Intel Unveils the Tremont Microarchitecture: Going After ST Performance

Back End

The decoded streams from each cluster sit in their own decoded instruction queues. Allocation can then pull those instructions in-order from the queues and allocate and rename them serially at the rate of four instructions per cycle. Additionally, retirement is also 4-wide. This is unchanged from Goldmont Plus. Tremont has a relatively big 208-entry deep reorder buffer. From here operations are sent to the distributed schedulers for execution.

Execution Engines

On the execution side, things have been widened as well – up to 10 operations may be dispatched each cycle from the various schedulers.

 

On the integer side, there are six parallel reservation stations – a unified RS for the AGUs and independent reservation stations for all the other integer operations. In total there are three for the ALUs, one for branches, and one for the pick-two AGUs.

On the vector side, there are two execution pipes – each one is 16 bytes wide.

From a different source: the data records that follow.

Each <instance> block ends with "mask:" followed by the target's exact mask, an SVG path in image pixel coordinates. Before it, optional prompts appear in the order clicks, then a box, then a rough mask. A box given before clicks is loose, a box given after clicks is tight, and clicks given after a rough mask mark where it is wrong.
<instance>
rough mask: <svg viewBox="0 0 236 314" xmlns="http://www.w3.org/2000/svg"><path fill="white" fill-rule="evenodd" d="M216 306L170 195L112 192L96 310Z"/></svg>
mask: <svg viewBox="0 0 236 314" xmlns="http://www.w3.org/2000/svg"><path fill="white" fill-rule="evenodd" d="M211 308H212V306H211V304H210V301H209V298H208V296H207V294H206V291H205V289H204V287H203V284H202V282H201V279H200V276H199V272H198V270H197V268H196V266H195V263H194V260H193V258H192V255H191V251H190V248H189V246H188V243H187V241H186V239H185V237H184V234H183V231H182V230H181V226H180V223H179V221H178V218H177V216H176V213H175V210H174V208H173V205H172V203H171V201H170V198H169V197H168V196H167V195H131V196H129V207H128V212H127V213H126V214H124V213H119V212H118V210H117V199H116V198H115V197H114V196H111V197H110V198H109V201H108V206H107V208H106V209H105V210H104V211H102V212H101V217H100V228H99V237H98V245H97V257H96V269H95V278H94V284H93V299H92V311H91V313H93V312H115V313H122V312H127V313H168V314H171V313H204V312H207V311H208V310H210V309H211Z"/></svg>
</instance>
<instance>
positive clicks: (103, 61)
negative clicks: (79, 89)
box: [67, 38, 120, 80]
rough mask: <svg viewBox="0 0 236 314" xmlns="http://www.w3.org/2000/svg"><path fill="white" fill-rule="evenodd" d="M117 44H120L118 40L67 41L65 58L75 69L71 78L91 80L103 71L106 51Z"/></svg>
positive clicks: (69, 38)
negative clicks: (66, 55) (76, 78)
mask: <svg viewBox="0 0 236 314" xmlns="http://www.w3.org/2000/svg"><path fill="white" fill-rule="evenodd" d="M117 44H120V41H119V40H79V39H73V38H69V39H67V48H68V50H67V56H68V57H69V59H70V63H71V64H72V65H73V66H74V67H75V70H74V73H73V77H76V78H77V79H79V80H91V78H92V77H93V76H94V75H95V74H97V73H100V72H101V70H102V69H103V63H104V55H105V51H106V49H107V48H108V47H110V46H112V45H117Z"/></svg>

There is a single floating-point multiply and a single floating-point adder. There are dual AES units, both of which are also 16B wide. Additionally, there is a single-instruction SHA-256 EU with a 4-cycle latency. By the way, it’s worth noting that along with the AVX-512 Galois Field instructions that were added in Sunny Cove, Tremont adds similar instructions but as part of the SSE extensions. The FPU side has a separate dedicated store data port which is also 16B wide sitting on its own reservation station.

Memory Subsystem

On the memory side, Tremont features two load/store pairs. There are two load/store pipelines. Each cycle, an address can be generated for two loads, two stores, or one of each. Tremont features a 32 KiB data cache which is 8-way. There is a 1K-entry L2 TLB that is shared between the instruction and data cache. There is a 3-cycle load-to-use latency for almost all loads (i.e., the majority of the x86 addressing modes with the exception of segmentation which incur one additional cycle of latency). On the integer side, one 8B store can be done each cycle while on the FPU side, one 16B store can be done each cycle. In other words, you can do 8B+16B/cycle. Note that like in Sunny Cove, a dual-load/store pipes means doing things such as cache lookup, address generation, TLB lookup simultaneously. But since there is only one L1D cache write port, ultimately just a single senior write is written per cycle to a cache line.

The L2 is shared among all the cores. Since Tremont can actually be configured with groups of one to four cores, Intel says that the typical product configuration will consist of a quad-core cluster, but this will really depend on the product. The capacity of the L2 itself is also configurable and can range between 1.5 MiB all the way to 4.5 MiB (organized as 12-way to 18-way).

 
 

Depending on the product, some products may have an additional last level cache. Tremont, as an IP, has been designed to be integrated into any of Intel’s products and fabrics (Intel actually says all). To that end, there is support for both non-inclusive and inclusive last level cache configurations with all the related hardware support (snoop filters, etc.). The reason for this is so that Tremont, as an IP, can be compatible with all of Intel’s fabrics that are used in various products. For example, the LLC behavior on the client SoC is different from that of the server. It’s worth noting that there is support for Intel’s Resource Director Technology (RDT) which is already found in the server chips and allows for various monitoring oversight such as bandwidth allocation, QoS, and prioritization.